La voz de Maeve era clara y ligera mientras repetía sus frases palabra por palabra.
—Yo, Maeve McGowan, declaro solemne y sinceramente que no conozco ningún impedimento legal para aceptarte, Caden Anderson, como mi legítimo marido—. Sólo ante el marido su voz se quebró, desmintiendo sus nervios.
—Ahora tú, Caden—. El hombre se apresuró después de que mi padre mirara su reloj.
Mi cuello estaba húmedo debajo del cuello mientras miraba a Maeve. Esperando que se acobardara y corriera hacia la puerta. Cualquier cosa que me sacara de la boda sin que sea culpa mía. Pero ella no lo hizo. Ella seguía mirándome como si estuviera tallada en piedra.
Suspiré y cedí. No había forma de salir de eso.
—Yo, Caden Anderson, declaro solemne y sinceramente que no conozco ningún impedimento legal para aceptarte, Maeve McGowan, como mi legítima esposa—. La palabra fue amarga en mi lengua. No quería una esposa. El matrimonio era simplemente otra vulnerabilidad a la que no tenía intención de exponerme.
—La pareja ha renunciado a los anillos, por lo que me encanta decir que ahora sois marido y mujer. Puedes besar a tu novia.
Estallaron grandes aplausos entre la multitud mientras Maeve y yo moríamos mutuamente en el pequeño escenario. No había manera de que la estuviera besando. No besé.
Maeve miró a sus hermanos y luego a mi padre antes de acercarse un poco más y ponerse de puntillas para que su boca estuviera a la altura de la mía. Es posible que mi corazón se haya detenido mientras me debatía entre dejarla besarme, apaciguarlos o alejarla de mí con repulsión.
Maeve se desvió en el último momento, mirando a todo el mundo como si estuviera depositando un casto beso en el borde de mis labios. En cambio, me susurró en voz baja.
—Voy a destruir todo lo que aprecias.
Ella dio un paso atrás ante una entusiasta ovación de todos menos de nuestras propias familias.
Luché por decidir si sentirme impresionado o molesto.
De cualquier manera, se hizo.
Marido y mujer.
Hasta que mi padre nos separe, naturalmente.
La recepción fue exagerada, incluso para el padre. Maeve y yo nos habíamos evitado por completo desde que llegamos al brillante evento de gala.
Hasta que la coordinadora nos guio hasta la mesa de los novios a la vista de todos nuestros invitados para cenar.
—Caden—, dijo Maeve, tomando asiento en los tronos ridículamente ornamentados que nos esperaban.
—Es sólo Can. No me gusta que me llamen Caden.

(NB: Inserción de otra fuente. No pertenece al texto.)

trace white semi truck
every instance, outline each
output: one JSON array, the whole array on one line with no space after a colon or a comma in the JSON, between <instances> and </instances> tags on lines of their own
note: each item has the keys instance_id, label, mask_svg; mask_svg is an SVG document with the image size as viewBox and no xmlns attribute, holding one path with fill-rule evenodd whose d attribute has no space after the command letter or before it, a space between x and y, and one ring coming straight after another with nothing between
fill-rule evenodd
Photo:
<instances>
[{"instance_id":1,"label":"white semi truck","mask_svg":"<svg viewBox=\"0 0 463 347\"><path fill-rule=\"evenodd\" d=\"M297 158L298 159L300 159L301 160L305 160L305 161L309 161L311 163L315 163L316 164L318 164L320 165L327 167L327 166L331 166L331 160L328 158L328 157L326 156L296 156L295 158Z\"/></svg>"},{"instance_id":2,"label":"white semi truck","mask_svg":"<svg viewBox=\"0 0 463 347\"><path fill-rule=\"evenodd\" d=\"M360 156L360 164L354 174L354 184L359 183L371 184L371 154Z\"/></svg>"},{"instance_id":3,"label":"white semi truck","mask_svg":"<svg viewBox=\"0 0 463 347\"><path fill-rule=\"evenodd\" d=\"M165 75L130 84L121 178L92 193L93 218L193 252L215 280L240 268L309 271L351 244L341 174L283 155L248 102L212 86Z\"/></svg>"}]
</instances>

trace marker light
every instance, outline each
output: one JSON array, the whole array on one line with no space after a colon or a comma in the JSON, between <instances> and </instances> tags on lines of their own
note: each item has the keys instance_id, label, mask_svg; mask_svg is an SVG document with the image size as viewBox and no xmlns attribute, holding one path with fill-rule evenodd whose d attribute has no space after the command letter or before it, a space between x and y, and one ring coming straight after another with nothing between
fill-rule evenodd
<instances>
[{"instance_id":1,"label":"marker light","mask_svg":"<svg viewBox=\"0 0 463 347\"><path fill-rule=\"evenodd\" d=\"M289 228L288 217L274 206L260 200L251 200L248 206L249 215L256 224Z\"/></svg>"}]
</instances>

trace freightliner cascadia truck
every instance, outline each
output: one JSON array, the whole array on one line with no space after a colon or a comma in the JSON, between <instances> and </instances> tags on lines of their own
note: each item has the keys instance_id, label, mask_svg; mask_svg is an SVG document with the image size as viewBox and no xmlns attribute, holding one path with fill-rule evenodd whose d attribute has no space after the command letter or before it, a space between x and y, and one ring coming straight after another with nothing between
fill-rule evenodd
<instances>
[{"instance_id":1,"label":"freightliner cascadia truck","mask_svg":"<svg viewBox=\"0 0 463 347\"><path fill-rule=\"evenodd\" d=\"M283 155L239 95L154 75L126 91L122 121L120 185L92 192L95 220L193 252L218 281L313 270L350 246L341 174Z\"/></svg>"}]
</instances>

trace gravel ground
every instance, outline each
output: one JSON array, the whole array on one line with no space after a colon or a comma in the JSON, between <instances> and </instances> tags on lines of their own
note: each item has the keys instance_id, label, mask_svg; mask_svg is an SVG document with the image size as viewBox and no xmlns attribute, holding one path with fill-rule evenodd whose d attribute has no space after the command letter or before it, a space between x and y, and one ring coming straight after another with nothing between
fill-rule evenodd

Ella me miró fijamente antes de sonreír.
—Caden, así es.
Suspiré y me recosté en mi asiento, extendiendo la mano para aflojarme la corbata.
Comimos principalmente en silencio, haciendo un excelente trabajo actuando como extraños que tenían que viajar juntos en un avión. De vez en cuando echaba un vistazo a mi nueva esposa y me preguntaba cómo diablos mi padre me había metido en esto. No había duda de que era hermosa, pero eso no compensaría quién era ni de dónde venía. McGowan había sido una mala palabra desde que tenía uso de razón. Ya sea que el padre golpeara a la madre por no ser como Jane McGowan, la madre de Maeve, o que él se enfureciera cuando otro de sus negocios fracasó debido a su interferencia. Ewen y yo habíamos llegado a las manos más de una vez al terminar la escuela. Incluso sentarme cerca de ella me hacía hervir la sangre. Sólo quería irme. En cualquier lugar menos allí.
—¿Ahora qué?— Preguntó Maeve, mientras pinchaba su pastel de queso repetidamente. No me habría sorprendido si ella estuviera tratando de imaginar mi carne en su lugar.
—¿Qué quieres decir?
—¿Me voy a casa? ¿Vivo contigo? ¿Nos ignoramos unos a otros hasta que uno de nosotros muere?
—¿Es eso una amenaza? — Tenso mi mandíbula.
—No voy a prometer que no lo es.
—Durante la semana nos quedaremos con mi padre en la mansión de Glasgow. Los fines de semana vuelvo a mi ático de Edimburgo. Puedes unirte a mí o quedarte con Katie y mi padre. No me importa de ninguna manera. Sin embargo, insiste en que vivamos como una pareja casada.
Maeve entrecerró los ojos y su mano se detuvo sobre el mantel.
—Como pareja casada, ¿cómo?
—En su casa, se espera que compartamos una habitación. He preparado una habitación en mi casa para que la tengas para ti solo. No tengo intención de pasar contigo más tiempo del necesario.
—¿Asustado de mí?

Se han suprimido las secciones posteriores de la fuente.